1) Placing the Co-Motion fund-raiser to benefit the Montgomery County Family Crisis Shelter and the Julian Center in the hands of the Sphinx Club produced incredible results. Wabash students Tony Caldwell and Jason Siegel took leadership of the program, worked closely with Wabash alumni Bill Padgett and Paul Jefferson, and built a partnership with their counterparts at DePauw.

For years, Wabash and DePauw Co-Motion organizers have struggled to get momentum. Tony, Jason, and the Sphinx Club are all about momentum. While final dollar totals are not quite firm, Wabash will have raised over $4,500 and DePauw just over $6,500 for a total donation for domestic violence shelters of more than $11,000.

Co-Motion stands out because even though the Sphinx Club pledges and actives really wanted to cheer, scream, and watch the football game intently, many continued to walk through crowds with collection buckets, trying to make a difference in the lives of people they don’t even know.

2) Thursday night, alumni from Wabash and DePauw gathered in Indianapolis for the annual Monon Bell Stag. Yes, some people have a problem with the fact the event is for men only, and I can see that argument.

At the same time, each year when I attend the event, I am continually amazed at the level of camaraderie and respect alumni from both schools have for one another. The evening features lots of good-natured barbs and more than a few office bets on the outcome of the game. In the end, the alumni of the two schools adore the tradition of the rivalry and they come together for food and fellowship.

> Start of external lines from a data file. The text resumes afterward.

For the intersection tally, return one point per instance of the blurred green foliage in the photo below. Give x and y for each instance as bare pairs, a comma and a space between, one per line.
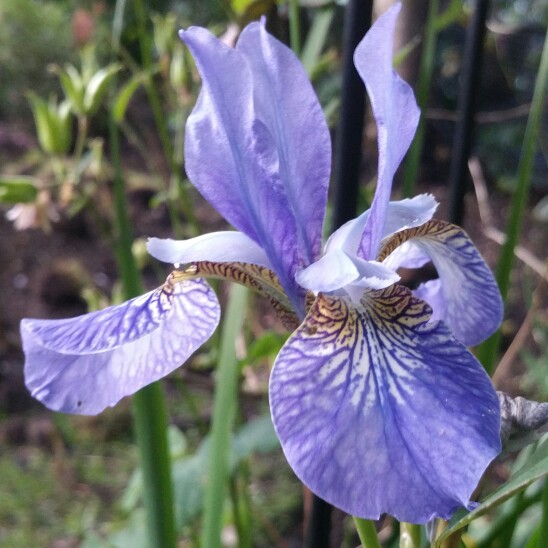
33, 34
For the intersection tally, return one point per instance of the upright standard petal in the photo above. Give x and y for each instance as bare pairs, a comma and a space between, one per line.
380, 410
286, 103
232, 159
467, 297
396, 113
88, 363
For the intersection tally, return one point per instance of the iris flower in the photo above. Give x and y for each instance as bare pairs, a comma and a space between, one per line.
377, 402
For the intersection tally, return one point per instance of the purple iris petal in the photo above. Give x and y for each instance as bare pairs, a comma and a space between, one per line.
467, 297
379, 410
222, 247
232, 157
286, 103
88, 363
331, 272
396, 114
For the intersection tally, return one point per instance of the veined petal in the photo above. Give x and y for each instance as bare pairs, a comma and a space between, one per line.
380, 410
407, 255
286, 103
401, 214
468, 296
232, 157
88, 363
222, 247
396, 113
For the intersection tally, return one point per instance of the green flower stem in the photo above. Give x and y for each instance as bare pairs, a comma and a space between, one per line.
150, 416
410, 535
294, 26
224, 412
488, 350
367, 533
423, 91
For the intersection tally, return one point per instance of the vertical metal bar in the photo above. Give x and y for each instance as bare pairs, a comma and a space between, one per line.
346, 175
471, 70
348, 146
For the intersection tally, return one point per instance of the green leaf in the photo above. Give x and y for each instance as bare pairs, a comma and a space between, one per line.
123, 97
73, 86
190, 474
256, 436
316, 39
534, 468
97, 86
18, 189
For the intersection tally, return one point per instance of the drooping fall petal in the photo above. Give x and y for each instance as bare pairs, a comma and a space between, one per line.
244, 163
379, 410
467, 297
85, 364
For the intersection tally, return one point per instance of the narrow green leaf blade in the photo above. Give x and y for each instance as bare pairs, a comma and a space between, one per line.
535, 468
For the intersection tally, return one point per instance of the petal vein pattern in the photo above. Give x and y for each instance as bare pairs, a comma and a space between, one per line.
154, 335
466, 297
373, 402
232, 158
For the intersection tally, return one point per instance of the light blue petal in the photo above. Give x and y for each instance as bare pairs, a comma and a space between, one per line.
222, 247
407, 255
286, 103
88, 363
379, 410
336, 271
467, 298
396, 113
401, 214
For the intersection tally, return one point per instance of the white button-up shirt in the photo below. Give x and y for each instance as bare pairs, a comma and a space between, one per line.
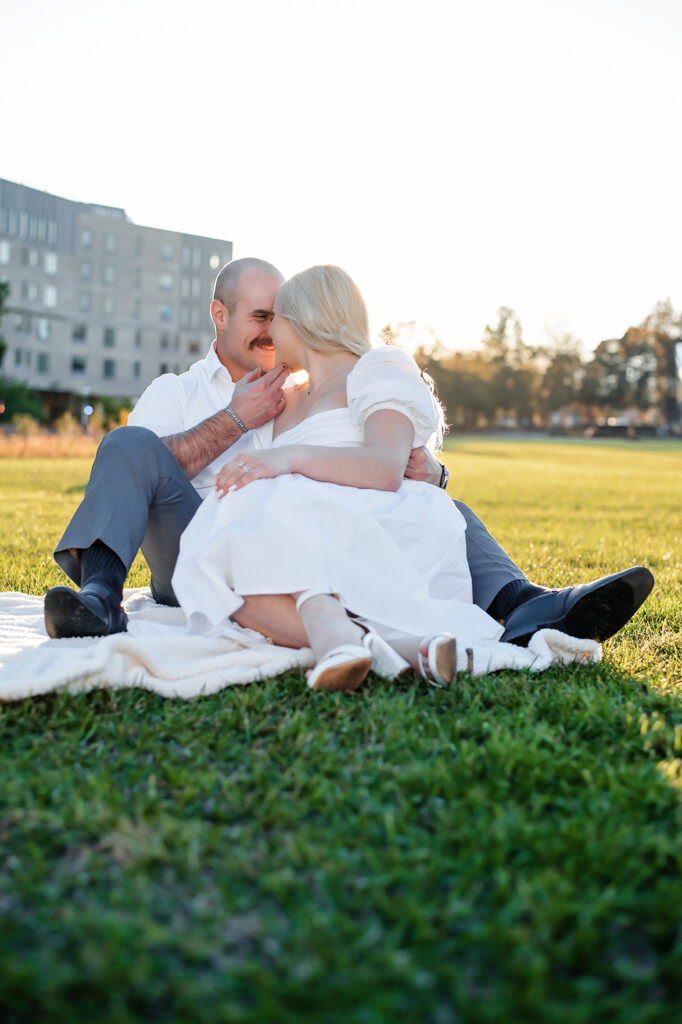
175, 402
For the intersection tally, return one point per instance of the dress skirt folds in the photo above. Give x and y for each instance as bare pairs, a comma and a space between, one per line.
396, 559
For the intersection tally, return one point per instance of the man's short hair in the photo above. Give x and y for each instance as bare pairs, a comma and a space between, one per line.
228, 278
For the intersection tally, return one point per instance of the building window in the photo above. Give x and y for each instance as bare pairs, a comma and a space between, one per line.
22, 324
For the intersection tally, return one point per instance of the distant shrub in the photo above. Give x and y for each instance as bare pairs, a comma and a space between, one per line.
25, 425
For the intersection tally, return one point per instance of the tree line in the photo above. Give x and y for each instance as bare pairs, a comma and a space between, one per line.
507, 382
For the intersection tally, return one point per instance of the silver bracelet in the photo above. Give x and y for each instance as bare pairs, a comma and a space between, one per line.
240, 423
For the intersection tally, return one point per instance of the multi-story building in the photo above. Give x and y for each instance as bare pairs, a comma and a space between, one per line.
97, 304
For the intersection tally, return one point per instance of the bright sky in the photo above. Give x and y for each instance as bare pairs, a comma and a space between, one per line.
454, 156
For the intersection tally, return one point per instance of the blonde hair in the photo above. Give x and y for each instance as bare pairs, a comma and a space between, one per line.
326, 309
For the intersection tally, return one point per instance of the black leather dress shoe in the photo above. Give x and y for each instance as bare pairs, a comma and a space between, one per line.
592, 610
88, 612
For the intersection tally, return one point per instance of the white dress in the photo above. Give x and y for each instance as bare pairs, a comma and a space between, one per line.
396, 559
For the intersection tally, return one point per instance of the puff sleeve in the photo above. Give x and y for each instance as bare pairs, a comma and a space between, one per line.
388, 378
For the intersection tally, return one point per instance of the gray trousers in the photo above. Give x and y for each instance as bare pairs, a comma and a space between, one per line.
138, 497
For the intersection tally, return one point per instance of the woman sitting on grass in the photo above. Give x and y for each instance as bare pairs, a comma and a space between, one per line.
320, 510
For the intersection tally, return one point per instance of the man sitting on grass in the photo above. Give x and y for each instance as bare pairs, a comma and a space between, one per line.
148, 479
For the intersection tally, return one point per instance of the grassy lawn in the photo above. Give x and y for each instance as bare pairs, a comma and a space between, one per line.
508, 850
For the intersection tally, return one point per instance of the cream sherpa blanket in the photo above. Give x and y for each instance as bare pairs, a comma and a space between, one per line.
157, 653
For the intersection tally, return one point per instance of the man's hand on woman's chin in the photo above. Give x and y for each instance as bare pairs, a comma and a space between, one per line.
424, 467
258, 398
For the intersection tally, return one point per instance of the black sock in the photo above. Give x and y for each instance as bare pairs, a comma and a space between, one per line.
512, 594
100, 564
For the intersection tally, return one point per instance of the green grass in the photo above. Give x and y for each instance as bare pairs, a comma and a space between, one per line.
507, 850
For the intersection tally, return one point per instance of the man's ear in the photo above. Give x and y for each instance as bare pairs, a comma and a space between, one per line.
219, 315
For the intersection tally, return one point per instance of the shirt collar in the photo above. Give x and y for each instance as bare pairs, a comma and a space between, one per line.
213, 366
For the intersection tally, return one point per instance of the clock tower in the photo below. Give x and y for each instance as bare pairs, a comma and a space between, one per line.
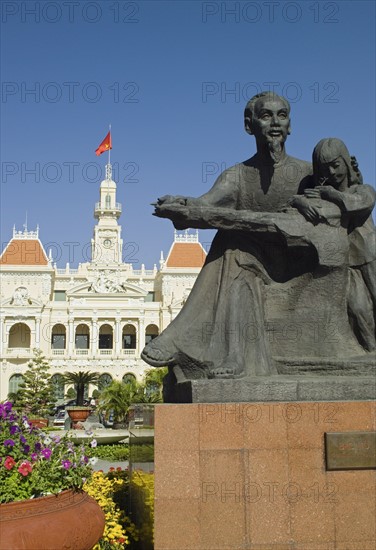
106, 244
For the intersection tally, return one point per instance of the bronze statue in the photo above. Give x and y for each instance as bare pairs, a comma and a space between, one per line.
269, 266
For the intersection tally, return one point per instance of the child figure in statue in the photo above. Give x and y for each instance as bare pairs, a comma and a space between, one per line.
337, 179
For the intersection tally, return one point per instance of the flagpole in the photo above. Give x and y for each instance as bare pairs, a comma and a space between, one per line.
109, 149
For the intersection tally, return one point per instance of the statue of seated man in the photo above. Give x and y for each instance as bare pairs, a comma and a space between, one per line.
264, 250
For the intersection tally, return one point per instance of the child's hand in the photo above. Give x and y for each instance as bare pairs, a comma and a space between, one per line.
305, 208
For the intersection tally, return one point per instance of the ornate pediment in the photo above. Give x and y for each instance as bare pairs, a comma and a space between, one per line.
105, 286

The other neat thing about the Stag is the Spirit of the Monon Bell Award. Each year, the men of Wabash single out an alumnus from DePauw to honor, and vice versa. This year, Wabash chose DePauw alumnus Max Hittle, an Indianapolis attorney who has served his alma mater as president of the alumni board and member of the board of trustees. The DePauw men honored Dr. Jim Cumming (pictured above), a Wabash alumnus who is one of Indiana’s finest pediatricians. He, too, serves Wabash on its board of trustees.

3) Tailgating has become an art form in Crawfordsville, if only for one weekend every two years. What I saw when I arrived to meet HDNet Friday afternoon was just the beginning: RVs being parked, positions staked out, campfires started. By 7 a.m. Saturday morning — even in the misty rain and increasingly cold temps — the tailgate lots were completely full.

I walked through the tailgating area several times, meeting up with old friends and Wabash alumni I hadn’t seen in 10 or more years. At every party at which I stopped, I was warmly greeted with handshakes and hugs; we picked up on conversations that ended two, five, and 10 years ago.

4) I was also thinking about Doctor and Mrs. Richard Walker and their sons, Matt and John. There’s a whole new era beginning in the “battle for the bell.” Crawfordsville native Matt Walker is likely to be the coach at DePauw for a very long time, which means increased community interest in the outcome of the annual Monon Bell game; he brings another compelling story line to a rivalry filled with stories.

I’m real sure the Walkers would like to have been celebrating a victory Saturday night. But I’m also real sure Mom and Dad Walker were very, very proud of their sons Matt and John.

5) Finally, as I was drifting off from exhaustion, I felt a smile creep over my face. I started thinking about how lucky I am — how lucky WE are — to have this incredible sports rivalry that can at once bring out the best in us and bring us all together.

I think about the thousands of colleges and universities around the country, and none of them — not Ohio State and Michigan or Harvard and Yale — have anything close to the Monon Bell Classic.